All who wander are not lost.
Re the *Boston Globe* article: your opening example, of how Arthur Fry came up with the idea of the Post-It Note as his mind wandered during a sermon in church, rather contradicts Belton's conclusion, doesn't it? The mind doesn't seem to need "empty time" to wander, after all. (Heaven knows, mine was wandering during the Republican convention last night -- in fact, that's when I thought of this response to your article.) All the mind seems to require is the absence people or activities that absolutely demand its full attention -- or else. So I'd venture to say that school, rather than television, is the most likely culprit!

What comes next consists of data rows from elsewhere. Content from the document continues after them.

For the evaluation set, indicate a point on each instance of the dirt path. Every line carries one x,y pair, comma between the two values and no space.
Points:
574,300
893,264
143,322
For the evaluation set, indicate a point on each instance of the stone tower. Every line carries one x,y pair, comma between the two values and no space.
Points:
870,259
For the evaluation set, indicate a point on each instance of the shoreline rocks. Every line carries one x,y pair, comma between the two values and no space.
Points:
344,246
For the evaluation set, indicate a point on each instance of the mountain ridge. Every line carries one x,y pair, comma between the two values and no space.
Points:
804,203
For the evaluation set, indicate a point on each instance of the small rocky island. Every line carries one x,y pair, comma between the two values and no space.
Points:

Just catching up on your posts and I am really excited to see this one. The default network and how off-line processing relates to adaptive decision making seems a very important (and increasingly popular) area of research, as further supported by your later post on the benefits of unconscious decision making in complex situations. The trouble, as is usual with any new field, is in figuring out good ways to measure the phenomenon, and in then convincing people that this is real science. For the former, there are promising methods - in particular, fMRI data classification may bring further insights into the wandering mind, and animal studies are also moving in the direction of detecting off-line replay (like the Pennartz lab in Amsterdam). For the latter, I know many researchers in psych and neuroscience may react to great brain imaging studies like Prof. Mason's with incredulity, but as work accumulates, people adapt. Perhaps a chapter in a future book of yours?!